In the assembly, Yalden drilled down on topics such as self-esteem and authenticity.
“When things aren’t right in my life – even today – the first place I go is to the mirror,” he told them. “The fear of failure – you need to lose that real quick. Value yourself. Figure out who you are now – not who you want to be then – because then may never work out the way you want it to be. And it’s really important to figure out who you are not.”
The kids participated in mindfulness training and were exposed to various careers, including law enforcement, education and the military. They were even given pointers on financial planning for their futures.

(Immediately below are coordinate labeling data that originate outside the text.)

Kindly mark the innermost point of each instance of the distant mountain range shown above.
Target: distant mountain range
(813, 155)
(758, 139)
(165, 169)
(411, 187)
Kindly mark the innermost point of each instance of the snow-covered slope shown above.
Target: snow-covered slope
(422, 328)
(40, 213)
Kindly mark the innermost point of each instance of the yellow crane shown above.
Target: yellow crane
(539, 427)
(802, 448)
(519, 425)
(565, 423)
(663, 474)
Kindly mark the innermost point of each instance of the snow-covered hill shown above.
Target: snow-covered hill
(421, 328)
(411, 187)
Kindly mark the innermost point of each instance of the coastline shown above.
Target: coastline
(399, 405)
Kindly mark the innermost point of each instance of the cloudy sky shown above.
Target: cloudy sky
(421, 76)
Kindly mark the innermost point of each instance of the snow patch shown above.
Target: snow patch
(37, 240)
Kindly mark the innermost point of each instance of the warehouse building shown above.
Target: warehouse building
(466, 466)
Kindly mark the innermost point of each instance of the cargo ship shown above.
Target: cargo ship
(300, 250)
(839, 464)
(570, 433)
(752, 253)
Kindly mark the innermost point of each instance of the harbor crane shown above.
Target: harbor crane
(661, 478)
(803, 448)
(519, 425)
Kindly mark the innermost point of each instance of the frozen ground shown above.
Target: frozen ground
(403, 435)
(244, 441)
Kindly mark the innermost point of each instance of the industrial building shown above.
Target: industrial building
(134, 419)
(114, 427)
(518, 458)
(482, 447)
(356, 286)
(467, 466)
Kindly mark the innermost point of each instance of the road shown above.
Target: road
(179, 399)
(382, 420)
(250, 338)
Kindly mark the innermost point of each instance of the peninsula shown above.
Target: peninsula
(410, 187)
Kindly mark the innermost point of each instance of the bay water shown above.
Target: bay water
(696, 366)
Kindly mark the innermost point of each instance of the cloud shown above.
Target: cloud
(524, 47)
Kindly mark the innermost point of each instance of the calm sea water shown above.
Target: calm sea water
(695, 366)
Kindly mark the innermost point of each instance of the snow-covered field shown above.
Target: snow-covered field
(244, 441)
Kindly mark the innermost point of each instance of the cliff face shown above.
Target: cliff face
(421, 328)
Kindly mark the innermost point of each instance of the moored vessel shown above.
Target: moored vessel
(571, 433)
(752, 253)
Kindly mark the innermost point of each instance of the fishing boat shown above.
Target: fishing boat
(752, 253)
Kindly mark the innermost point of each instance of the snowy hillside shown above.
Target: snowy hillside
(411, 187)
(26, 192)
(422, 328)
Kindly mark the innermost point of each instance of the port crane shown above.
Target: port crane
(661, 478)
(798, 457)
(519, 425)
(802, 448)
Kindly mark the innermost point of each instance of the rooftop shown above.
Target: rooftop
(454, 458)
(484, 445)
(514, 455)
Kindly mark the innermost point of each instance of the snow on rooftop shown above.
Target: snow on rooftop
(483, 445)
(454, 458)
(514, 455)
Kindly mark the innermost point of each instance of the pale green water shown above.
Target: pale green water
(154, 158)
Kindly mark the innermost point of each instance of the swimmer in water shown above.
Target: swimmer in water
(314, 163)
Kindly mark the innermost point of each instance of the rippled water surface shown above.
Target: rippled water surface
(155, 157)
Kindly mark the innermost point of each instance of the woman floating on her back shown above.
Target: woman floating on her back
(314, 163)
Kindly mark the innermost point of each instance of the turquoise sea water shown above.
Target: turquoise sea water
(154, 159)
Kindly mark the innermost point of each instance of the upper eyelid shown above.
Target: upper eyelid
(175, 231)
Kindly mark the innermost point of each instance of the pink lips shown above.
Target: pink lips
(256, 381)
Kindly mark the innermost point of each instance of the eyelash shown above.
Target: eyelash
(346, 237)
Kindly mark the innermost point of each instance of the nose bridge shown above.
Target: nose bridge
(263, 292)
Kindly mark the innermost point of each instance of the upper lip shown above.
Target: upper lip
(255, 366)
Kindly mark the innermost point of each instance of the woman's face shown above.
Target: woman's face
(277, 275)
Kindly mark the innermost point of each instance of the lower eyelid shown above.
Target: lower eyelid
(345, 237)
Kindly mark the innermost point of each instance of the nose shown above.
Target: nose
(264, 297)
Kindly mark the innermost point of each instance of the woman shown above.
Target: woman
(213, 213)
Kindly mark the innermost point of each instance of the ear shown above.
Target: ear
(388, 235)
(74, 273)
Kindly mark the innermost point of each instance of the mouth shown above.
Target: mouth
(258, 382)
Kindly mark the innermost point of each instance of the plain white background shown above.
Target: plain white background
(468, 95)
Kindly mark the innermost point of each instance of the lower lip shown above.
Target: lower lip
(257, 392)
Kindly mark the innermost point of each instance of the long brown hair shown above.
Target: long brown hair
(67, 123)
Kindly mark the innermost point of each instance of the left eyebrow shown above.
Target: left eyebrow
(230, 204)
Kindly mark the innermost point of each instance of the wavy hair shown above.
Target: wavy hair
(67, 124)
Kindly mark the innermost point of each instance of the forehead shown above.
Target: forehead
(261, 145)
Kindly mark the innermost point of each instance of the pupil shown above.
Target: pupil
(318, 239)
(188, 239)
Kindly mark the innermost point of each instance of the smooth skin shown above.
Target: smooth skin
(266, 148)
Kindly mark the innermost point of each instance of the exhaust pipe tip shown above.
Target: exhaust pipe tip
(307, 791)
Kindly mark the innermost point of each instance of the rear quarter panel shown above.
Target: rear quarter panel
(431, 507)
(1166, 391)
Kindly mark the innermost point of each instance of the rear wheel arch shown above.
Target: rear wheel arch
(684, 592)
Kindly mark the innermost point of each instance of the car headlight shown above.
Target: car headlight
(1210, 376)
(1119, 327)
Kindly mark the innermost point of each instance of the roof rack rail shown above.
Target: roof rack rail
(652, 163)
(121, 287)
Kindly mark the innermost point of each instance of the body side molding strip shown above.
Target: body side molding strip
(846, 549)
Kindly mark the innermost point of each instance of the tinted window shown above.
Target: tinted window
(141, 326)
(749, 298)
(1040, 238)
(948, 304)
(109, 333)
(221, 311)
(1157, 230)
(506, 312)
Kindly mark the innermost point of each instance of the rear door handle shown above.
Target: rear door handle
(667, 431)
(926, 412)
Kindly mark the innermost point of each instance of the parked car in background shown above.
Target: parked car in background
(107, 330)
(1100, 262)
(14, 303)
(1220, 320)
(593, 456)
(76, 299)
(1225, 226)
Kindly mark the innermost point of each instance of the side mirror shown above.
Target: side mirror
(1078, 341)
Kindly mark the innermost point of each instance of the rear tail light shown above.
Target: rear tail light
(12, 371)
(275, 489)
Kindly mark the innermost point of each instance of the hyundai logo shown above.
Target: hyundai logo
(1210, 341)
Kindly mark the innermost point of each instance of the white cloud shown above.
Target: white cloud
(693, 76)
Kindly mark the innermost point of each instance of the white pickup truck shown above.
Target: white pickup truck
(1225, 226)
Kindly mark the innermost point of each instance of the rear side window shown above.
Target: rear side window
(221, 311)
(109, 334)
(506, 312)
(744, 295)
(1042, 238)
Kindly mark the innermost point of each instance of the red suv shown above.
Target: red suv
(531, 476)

“They had a few former students who were addicted to drugs and had to go to rehab and go through the court system. They came back and spoke to the kids, and they were awesome,” Yalden said.

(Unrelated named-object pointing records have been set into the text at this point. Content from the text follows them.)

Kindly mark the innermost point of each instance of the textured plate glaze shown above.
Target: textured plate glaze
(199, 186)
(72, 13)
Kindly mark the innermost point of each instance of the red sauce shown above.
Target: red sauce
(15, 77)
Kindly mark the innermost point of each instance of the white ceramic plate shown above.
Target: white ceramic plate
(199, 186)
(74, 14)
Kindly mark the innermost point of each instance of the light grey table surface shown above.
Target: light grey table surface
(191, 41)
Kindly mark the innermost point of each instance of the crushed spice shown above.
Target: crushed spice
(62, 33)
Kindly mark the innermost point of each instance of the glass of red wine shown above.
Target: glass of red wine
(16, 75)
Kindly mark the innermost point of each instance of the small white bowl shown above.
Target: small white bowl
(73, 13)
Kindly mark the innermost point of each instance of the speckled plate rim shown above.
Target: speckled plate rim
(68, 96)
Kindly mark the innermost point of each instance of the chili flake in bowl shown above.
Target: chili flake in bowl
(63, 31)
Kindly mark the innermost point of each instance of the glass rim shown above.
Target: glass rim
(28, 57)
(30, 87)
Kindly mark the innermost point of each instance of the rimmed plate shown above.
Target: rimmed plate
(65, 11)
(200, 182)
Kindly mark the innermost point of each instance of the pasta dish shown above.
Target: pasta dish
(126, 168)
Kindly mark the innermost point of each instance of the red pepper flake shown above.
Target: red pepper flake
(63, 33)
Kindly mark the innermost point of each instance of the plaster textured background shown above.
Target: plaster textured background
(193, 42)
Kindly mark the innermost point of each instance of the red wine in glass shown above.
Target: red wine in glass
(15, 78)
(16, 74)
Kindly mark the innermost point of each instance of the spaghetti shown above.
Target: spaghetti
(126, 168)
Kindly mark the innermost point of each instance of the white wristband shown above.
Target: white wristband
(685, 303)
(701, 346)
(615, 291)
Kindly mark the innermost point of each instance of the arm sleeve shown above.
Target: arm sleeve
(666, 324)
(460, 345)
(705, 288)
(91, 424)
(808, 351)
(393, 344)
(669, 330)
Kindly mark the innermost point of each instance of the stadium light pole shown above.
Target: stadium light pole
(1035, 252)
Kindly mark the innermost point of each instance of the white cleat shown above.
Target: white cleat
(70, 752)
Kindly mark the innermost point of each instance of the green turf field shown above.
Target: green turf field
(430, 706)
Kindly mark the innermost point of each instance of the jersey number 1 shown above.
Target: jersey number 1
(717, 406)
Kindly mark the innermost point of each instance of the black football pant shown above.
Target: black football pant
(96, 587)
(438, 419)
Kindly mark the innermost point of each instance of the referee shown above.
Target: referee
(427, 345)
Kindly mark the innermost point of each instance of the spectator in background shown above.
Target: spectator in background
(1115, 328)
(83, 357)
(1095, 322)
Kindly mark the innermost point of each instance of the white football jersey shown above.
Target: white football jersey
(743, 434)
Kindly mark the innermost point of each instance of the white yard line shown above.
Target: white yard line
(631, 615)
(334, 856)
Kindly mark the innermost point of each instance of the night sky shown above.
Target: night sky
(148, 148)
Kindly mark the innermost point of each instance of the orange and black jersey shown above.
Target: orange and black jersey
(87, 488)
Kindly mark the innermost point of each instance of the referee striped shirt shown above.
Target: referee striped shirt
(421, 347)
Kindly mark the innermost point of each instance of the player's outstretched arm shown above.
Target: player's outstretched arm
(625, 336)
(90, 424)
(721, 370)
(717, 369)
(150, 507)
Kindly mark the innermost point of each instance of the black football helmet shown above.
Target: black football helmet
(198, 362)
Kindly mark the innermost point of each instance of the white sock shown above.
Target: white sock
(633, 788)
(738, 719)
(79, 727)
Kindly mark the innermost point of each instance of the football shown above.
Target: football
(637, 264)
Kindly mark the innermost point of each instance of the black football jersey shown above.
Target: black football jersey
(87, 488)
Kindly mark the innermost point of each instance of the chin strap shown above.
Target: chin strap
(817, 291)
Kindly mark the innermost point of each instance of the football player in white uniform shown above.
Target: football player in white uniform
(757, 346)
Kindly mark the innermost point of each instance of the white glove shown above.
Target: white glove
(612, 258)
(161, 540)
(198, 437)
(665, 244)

Yalden presented a mental health and teen suicide prevention program.
The last part of the day was spent raising money for St. Baldrick’s – and this involved the shaving of heads, including those of students and event coordinator Kim Shea. Yalden offered to pay the difference to make sure Shea had her head shaved, with students chanting, “Shave the Shea! Shave the Shea!”
“We raised more than $1000 to conquer kids’ cancer and a great day of school spirit. I am just really inspired about the day here – it’s about the relationship between the kids and the staff – and the staff and the kids. I think all of this contributes to a very successful experience,” he said.
Shea was happy to see everybody participating in something above and beyond the confines of a regular school day.
“When we have activities like this in our school that aren’t necessarily purely academic – when we take the time to connect with our students in different ways than we connect with them every day – it should encourage them to want to be here, and hopefully they will see all of us – all of the people from the community, all their teachers, their teaching assistants, the support staff in our building – and they will recognize that we really care about them in 100 different ways that they might not really consider on a daily basis,” she said.
Kuba cited the day as one of the best she has had since she started there as assistant principal in January.
“I loved seeing our kids in a different light,” she said. “I loved seeing them having fun. I loved seeing them connecting with each other – and to see them tune in to Jeff was incredible. To see them connecting with their teachers and the other staff members was just an absolute joy.”
Principal Jim Bennefield was equally impressed with the day.
“It’s just nice to see our kids live up to their potential. That’s the potential we know they have every day. We don’t get to see that every day, and hopefully we will see more of that going forward,” he said.